Mit Beginn der Traubenlese startet auch die Zeit des Federweißen. Wenn der Duft von frisch gelesenen Trauben in der Luft liegt und die Winzer*Innen Schilder auf der Straße aufstellen mit der Aufschrift “Neuer Wein”, dann beginnt die schönste Zeit des Jahres, die Ernte des neuen Weinjahrgangs. In allen deutschen Weinanbaugebieten ist Federweißer ein üblicher Begleiter des Herbstes und der Erntezeit.

Wann gibt es Federweißer?

Zu trinken gibt es Federweißer meist ab Mitte August bis Ende Oktober. Kaufen kann man ihn direkt beim Winzer und mittlerweile auch landesweit im Kühlregal von Supermärkten und Fachhandel.

Was ist Federweißer?

Federweißer ist gärender Traubenmost . Die Gärung befindet sich noch relativ am Anfang, wenn Säure, Süße und Alkohol ausgeglichen sind. In diesem Stadium hat Federweißer ungefähr 5 % Vol. Alkohol.

Was man über Federweißer wissen sollte:

Wie lange kann man Federweißer stehen lassen?

Da sich der Federweißer zur Zeit des Genusses in der Gärung befindet sollte man ihn unbedingt kühl lagern, um die Gärung zu verlangsamen bzw. zu stagnieren und niemals komplett verschließen. Durch die Gärung entsteht in einem komplett luftdicht verschlossenen Gefäß ein enormer Druck, der die Flasche durchaus zum zerspringen bringen kann. Also ist mit dem gärenden Herbstgetränk durchaus Vorsicht geboten und eine richtige Lagerung erforderlich. Am besten lagert man Federweißer gut gekühlt bei ca. 8°C im Kühlschrank, denn bei niedrigen Temperaturen arbeiten die Hefen, die den Zucker in Alkohol umwandeln nur sehr langsam bis gar nicht und man kann sich ein paar Tage am Genuss von Federweißer erfreuen.

Als Federweißer kennt man den gärenden Most überall, aber auch regional unterschiedlich unter den Synonymen “Sauser”, “Brauser”, “Rauscher” oder “Neuer Wein” und in Österreich wird er auch als “Sturm” bezeichnet.

Woher kommen diese Begriffe für den gärenden Traubenmost?

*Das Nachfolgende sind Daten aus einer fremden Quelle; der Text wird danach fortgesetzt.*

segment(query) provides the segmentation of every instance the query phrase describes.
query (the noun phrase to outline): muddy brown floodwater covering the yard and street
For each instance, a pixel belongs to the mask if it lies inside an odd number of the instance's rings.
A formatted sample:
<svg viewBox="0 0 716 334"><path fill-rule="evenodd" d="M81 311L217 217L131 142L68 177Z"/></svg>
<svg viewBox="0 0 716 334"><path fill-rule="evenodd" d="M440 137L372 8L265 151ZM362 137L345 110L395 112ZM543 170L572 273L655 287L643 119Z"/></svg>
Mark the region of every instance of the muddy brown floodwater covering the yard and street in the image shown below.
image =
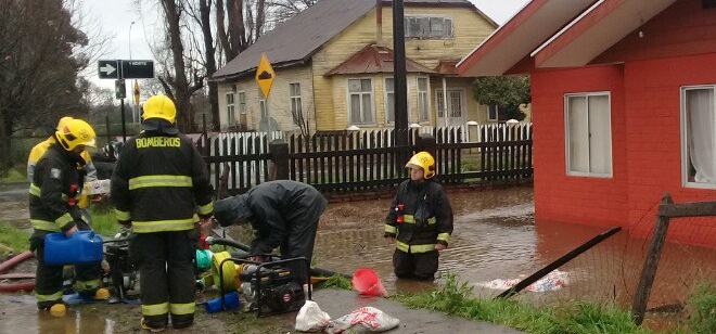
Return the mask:
<svg viewBox="0 0 716 334"><path fill-rule="evenodd" d="M530 188L450 193L449 197L456 213L455 232L450 247L440 254L439 271L456 273L482 297L501 292L484 288L483 283L524 278L606 230L549 221L535 224ZM316 265L348 274L359 268L373 268L389 293L435 288L439 282L396 280L393 274L394 248L382 236L388 206L389 200L331 204L321 219L316 240ZM245 236L240 230L232 228L230 234L235 239ZM563 288L523 292L516 298L537 305L586 299L628 309L647 247L643 239L629 231L619 232L560 268L568 274ZM713 249L667 243L649 306L682 305L695 282L716 277L715 269L716 252ZM0 295L0 323L3 324L0 333L118 333L128 329L119 325L122 322L133 323L139 317L136 307L102 307L107 311L82 313L80 310L57 320L38 313L29 296ZM110 311L111 308L123 311ZM280 317L278 321L291 329L292 317ZM651 313L645 323L653 330L670 330L682 321L683 314L668 312ZM129 329L137 330L136 326Z"/></svg>

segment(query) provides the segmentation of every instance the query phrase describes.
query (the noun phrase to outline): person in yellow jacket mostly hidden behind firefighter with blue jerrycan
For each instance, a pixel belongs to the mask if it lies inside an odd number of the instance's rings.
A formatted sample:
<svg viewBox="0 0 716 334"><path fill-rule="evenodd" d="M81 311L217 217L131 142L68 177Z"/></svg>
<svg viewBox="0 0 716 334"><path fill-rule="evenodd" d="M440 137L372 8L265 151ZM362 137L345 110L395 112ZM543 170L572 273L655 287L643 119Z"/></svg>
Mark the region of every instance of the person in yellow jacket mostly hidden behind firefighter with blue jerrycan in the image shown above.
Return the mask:
<svg viewBox="0 0 716 334"><path fill-rule="evenodd" d="M64 128L64 126L67 125L74 118L69 116L60 118L60 121L57 123L57 128L55 130ZM27 180L29 182L33 182L33 175L35 174L35 166L37 165L37 162L42 157L42 155L44 155L44 152L47 152L50 145L53 143L55 143L54 134L50 136L44 141L35 145L30 151L29 157L27 158ZM82 166L78 166L78 169L81 174L84 174L85 182L97 181L98 180L97 168L92 163L92 157L90 156L89 152L85 150L82 151L82 153L80 153L80 156L85 160L85 164ZM89 210L90 198L87 195L80 195L79 200L77 201L77 206L79 206L79 210L80 214L82 215L82 219L87 221L87 223L91 227L92 215Z"/></svg>

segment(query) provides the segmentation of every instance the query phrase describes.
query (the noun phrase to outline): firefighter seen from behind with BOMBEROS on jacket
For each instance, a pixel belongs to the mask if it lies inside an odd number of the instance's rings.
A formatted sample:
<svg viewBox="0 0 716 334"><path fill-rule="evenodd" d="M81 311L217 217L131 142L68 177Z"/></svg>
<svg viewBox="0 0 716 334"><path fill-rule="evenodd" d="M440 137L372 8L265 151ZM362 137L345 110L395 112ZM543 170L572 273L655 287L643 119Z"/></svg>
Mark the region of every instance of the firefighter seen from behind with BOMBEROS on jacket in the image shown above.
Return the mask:
<svg viewBox="0 0 716 334"><path fill-rule="evenodd" d="M143 131L127 141L112 175L117 219L137 234L130 251L140 262L141 326L161 331L194 321L194 243L200 221L214 214L206 164L175 126L165 95L144 103Z"/></svg>

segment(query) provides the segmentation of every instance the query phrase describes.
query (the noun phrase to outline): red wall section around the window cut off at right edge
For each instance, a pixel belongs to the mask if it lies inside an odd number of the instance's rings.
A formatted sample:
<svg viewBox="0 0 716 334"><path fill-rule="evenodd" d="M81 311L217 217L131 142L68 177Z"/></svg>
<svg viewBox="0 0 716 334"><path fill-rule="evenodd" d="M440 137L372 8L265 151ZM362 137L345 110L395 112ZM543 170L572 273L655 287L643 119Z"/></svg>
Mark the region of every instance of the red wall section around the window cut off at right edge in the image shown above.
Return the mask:
<svg viewBox="0 0 716 334"><path fill-rule="evenodd" d="M676 203L716 201L716 190L685 188L681 181L681 87L716 84L712 64L716 64L716 53L625 64L631 224L653 223L655 208L650 208L665 191ZM716 218L691 220L714 222ZM692 230L692 224L676 222L669 237L696 244L714 241L701 237L716 239L716 231L694 235Z"/></svg>

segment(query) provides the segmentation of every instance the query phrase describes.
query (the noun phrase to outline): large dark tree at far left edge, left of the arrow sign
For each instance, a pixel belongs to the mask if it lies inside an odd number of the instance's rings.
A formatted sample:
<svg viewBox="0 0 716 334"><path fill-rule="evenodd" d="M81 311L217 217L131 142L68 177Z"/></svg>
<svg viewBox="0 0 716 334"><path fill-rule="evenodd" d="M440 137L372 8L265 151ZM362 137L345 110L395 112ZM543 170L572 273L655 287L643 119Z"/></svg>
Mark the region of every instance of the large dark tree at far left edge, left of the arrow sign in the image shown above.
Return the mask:
<svg viewBox="0 0 716 334"><path fill-rule="evenodd" d="M78 73L101 47L77 27L73 0L0 1L0 155L9 157L11 134L87 115L87 85ZM4 172L12 159L0 163Z"/></svg>

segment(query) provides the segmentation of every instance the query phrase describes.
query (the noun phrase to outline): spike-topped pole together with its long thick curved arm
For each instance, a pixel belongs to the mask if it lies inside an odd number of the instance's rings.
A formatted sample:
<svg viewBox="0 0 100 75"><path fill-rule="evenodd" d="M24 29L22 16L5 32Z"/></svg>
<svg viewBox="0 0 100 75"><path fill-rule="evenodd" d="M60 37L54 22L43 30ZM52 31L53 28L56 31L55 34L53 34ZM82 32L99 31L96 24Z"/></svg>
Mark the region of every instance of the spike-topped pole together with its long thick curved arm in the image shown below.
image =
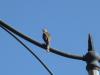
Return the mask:
<svg viewBox="0 0 100 75"><path fill-rule="evenodd" d="M43 45L42 43L40 43L34 39L31 39L29 36L26 36L25 34L22 34L21 32L17 31L16 29L12 28L10 25L4 23L1 20L0 20L0 27L6 28L10 32L14 33L15 35L27 40L28 42L30 42L40 48L43 48L44 50L46 49L45 45ZM57 54L57 55L60 55L63 57L67 57L67 58L76 59L76 60L82 60L82 61L86 62L87 63L86 70L89 75L100 75L99 74L100 56L94 49L91 34L89 34L89 36L88 36L88 50L87 51L88 52L85 55L76 55L76 54L64 53L64 52L61 52L61 50L50 48L50 52L52 52L54 54Z"/></svg>

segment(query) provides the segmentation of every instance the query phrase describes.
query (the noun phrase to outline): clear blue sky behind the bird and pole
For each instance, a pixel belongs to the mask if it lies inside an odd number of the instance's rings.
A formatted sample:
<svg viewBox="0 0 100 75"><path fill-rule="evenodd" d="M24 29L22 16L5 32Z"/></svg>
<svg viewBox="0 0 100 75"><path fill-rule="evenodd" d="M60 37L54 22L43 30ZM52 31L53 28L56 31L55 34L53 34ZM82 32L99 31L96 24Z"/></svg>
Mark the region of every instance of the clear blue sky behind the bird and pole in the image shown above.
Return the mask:
<svg viewBox="0 0 100 75"><path fill-rule="evenodd" d="M100 52L99 0L0 0L0 19L40 42L42 29L47 28L53 48L79 55L87 52L91 33L95 49ZM88 75L85 62L46 53L24 42L54 75ZM0 29L0 75L40 74L49 75L24 47Z"/></svg>

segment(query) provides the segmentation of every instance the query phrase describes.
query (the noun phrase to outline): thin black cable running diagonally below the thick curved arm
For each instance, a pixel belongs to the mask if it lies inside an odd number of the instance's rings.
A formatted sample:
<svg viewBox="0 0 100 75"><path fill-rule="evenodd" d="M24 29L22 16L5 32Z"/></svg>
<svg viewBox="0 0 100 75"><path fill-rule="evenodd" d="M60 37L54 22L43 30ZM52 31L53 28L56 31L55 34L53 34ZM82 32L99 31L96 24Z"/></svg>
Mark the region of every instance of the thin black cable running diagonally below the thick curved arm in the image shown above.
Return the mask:
<svg viewBox="0 0 100 75"><path fill-rule="evenodd" d="M49 68L43 63L43 61L28 47L26 46L18 37L16 37L12 32L10 32L8 29L0 26L3 28L6 32L8 32L13 38L15 38L22 46L24 46L41 64L42 66L48 71L50 75L53 75L53 73L49 70Z"/></svg>

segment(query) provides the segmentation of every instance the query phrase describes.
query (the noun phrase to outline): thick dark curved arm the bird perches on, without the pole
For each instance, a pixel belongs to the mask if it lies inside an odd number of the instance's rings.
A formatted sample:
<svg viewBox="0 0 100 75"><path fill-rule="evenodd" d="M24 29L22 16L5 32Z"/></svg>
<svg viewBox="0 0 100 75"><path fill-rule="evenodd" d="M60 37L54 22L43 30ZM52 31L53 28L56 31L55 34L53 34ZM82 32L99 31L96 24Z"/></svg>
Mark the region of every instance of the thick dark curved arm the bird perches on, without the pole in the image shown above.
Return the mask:
<svg viewBox="0 0 100 75"><path fill-rule="evenodd" d="M4 23L3 21L0 20L0 26L8 29L9 31L11 31L12 33L16 34L17 36L23 38L24 40L38 46L38 47L41 47L43 49L46 49L45 45L43 43L40 43L28 36L26 36L25 34L17 31L16 29L12 28L10 25ZM72 58L72 59L78 59L78 60L84 60L84 56L82 55L75 55L75 54L70 54L70 53L64 53L64 52L61 52L60 50L57 50L57 49L54 49L54 48L50 48L50 52L54 53L54 54L57 54L57 55L60 55L60 56L63 56L63 57L68 57L68 58Z"/></svg>

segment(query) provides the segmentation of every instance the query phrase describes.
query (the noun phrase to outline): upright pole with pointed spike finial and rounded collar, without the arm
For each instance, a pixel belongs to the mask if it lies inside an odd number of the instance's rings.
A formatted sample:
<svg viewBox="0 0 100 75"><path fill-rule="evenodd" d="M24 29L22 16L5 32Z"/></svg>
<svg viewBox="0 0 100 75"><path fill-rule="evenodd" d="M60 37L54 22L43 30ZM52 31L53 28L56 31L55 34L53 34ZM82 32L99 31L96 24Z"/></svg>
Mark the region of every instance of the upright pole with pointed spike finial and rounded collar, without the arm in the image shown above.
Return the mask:
<svg viewBox="0 0 100 75"><path fill-rule="evenodd" d="M89 75L99 75L100 70L100 56L94 49L93 40L91 34L88 37L88 52L84 56L84 61L86 61L86 70Z"/></svg>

Da das Herbstgetränk noch in der Gärung ist, ist Federweißer nicht klar und durchsichtig wie der fertige Wein, sondern eher trüb und durch den fortlaufenden Gärprozess sprudelt der werdende Wein, wie ein Secco . Die aufsteigenden und schäumenden CO2-Bläschen, die bei der Gärung entstehen tänzeln durch das Glas und sehen aus wie tanzende Federn, daher die Namensgebung des Federweißen. “Sauser” und “Rauscher” beziehen sich ebenfalls auf das rauschende Geräusch, dass im Herbst die Melodie in den Weinkellern der Winzer*Innen ist. Hält man das Ohr an das Glas, dann erinnert das Sprudeln des Herbstgetränks auch an Meeresrauschen.

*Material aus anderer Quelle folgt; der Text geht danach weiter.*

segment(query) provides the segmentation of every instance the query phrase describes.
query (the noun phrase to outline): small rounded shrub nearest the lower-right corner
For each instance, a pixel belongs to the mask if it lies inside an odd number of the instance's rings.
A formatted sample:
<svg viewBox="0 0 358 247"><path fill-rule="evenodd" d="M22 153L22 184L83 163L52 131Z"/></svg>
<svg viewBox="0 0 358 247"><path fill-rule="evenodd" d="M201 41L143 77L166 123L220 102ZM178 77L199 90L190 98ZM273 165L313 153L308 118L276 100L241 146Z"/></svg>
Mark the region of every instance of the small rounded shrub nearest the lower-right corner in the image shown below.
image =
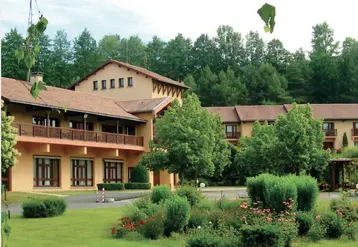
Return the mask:
<svg viewBox="0 0 358 247"><path fill-rule="evenodd" d="M321 216L321 224L323 225L326 237L340 238L344 232L343 219L334 212L327 212Z"/></svg>

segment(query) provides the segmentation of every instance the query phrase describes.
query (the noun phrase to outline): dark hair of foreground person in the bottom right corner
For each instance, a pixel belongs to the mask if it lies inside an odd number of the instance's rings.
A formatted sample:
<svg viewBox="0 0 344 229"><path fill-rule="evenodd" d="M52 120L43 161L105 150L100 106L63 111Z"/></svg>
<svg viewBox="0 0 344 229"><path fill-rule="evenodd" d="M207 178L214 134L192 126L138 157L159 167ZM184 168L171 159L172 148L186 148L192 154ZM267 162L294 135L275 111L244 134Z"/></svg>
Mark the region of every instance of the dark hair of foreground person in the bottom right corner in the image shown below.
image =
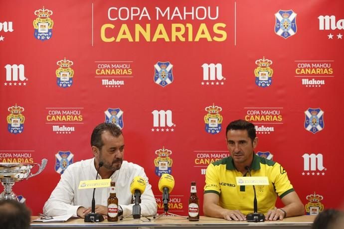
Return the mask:
<svg viewBox="0 0 344 229"><path fill-rule="evenodd" d="M337 223L343 220L343 218L344 212L336 209L326 209L319 213L314 220L311 229L335 229Z"/></svg>

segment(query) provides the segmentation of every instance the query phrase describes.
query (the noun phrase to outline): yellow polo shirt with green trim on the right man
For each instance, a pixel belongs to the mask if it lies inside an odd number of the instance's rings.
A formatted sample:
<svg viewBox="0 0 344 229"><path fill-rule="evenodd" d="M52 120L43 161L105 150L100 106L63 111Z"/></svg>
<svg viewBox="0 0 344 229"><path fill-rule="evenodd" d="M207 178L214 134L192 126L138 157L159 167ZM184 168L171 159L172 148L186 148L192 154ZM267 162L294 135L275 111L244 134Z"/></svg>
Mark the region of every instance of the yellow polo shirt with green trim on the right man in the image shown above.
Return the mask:
<svg viewBox="0 0 344 229"><path fill-rule="evenodd" d="M255 185L258 212L266 214L275 208L277 195L283 198L294 192L287 172L277 162L260 157L253 153L251 164L252 176L267 176L269 185ZM205 174L204 193L216 193L220 196L219 205L229 210L240 210L244 215L253 212L253 187L238 186L236 177L249 176L242 174L234 166L232 157L226 157L208 165Z"/></svg>

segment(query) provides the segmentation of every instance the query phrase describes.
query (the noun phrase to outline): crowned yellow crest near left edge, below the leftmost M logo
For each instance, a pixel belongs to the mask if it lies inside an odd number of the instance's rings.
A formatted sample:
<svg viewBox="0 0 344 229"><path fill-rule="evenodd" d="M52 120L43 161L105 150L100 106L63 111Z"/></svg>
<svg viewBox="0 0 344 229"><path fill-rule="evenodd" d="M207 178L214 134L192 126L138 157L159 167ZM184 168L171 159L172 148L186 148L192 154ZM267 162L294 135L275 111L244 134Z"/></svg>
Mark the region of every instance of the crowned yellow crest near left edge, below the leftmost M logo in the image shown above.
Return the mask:
<svg viewBox="0 0 344 229"><path fill-rule="evenodd" d="M24 130L25 116L21 114L24 108L15 105L9 107L8 111L10 112L10 114L7 115L8 132L14 134L21 133Z"/></svg>

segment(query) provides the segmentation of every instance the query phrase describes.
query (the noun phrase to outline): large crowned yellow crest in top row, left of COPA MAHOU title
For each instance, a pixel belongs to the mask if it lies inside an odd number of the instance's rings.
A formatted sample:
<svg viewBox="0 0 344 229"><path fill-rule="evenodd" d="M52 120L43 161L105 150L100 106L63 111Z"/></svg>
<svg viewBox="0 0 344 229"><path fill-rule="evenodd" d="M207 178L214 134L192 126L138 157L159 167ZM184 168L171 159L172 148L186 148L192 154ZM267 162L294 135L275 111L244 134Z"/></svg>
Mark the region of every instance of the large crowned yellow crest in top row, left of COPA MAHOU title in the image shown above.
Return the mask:
<svg viewBox="0 0 344 229"><path fill-rule="evenodd" d="M34 11L34 14L37 16L33 20L34 37L41 41L49 40L52 35L52 26L54 25L54 21L49 18L52 15L52 11L44 9L43 6L42 9Z"/></svg>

Aus welchem Glas trinkt man Federweißer?

Bei der Glasauswahl kann man nicht viel falsch machen. Man kann den Rauscher aus einem klassischen Weinglas genießen, was zum einen edel aussieht und zum anderen die Aromen im Bauch des Glases gut auffängt, aber genauso auch aus einem normalen Wasserglas. In der Pfalz trinkt man Federweißer aus dem dort heimischen “Dubbe-Glas” und in Rheinhessen bzw. Mainz aus der “Mainzer Stange”. Das wichtigste beim Genuss von Federweißer ist jedoch, dass es schmeckt, da ist die richtige Glasauswahl zweitrangig.

Was isst man zu Federweißer?

Zur Federweißen-Zeit gehört ganz klassisch Zwiebelkuchen. Die Harmonie des süßen gärenden Mostes mit karamellisierten Zwiebeln und würzigem Speck als herzhaften Kuchen ist einfach perfekt.

Wer den Zwiebelkuchen selbst machen möchte, für den haben wir hier unsere Rezept-Empfehlung:

Für den Teig:

  • 450 g Mehl

  • 220 ml Wasser

  • 50 g Butter

  • 25 g frische Hefe

Federweißer und Flammkuchen

  • 1 Prise Salz

  • 1 Prise Zucker

Für den Belag:

  • 800 g Zwiebeln

  • 200 g Speckwürfel

  • 2 EL Öl

  • 3 Eier

  • 200 ml Sahne

  • 250 g Käse (gerieben)

  • Salz

  • Pfeffer

  • Muskat

Zubereitung:

Mehl, Zucker in eine Schüssel geben und eine Kuhle in der Mitte formen. In die Kuhle die Hefe bröseln und die warme, geschmolzene Butter darüber gießen. Kurz stehen lassen und dann beginnen den Teig zu kneten, dabei nach und nach das Wasser dazugeben und eine Prise Salz. Den Teig eine halbe Stunde gehen lassen.

In der Zwischenzeit die Zwiebeln und Speckwürfel in Öl anbraten, bis die Zwiebeln leicht braun sind. Anschließend Eier, Sahne, Pfeffer, Salz und Muskat mit den angebratenen Zwiebeln und Speck mischen.

Den Teig ausrollen, auf ein Blech geben und einen Rand nach oben drücken. Das Zwiebel-Eier-Gemisch auf dem Teig verteilen und mit Käse bestreuen.

Anschließend den Zwiebelkuchen im vorgeheizten Ofen bei 200° C Umluft für ca. 30 Minuten backen.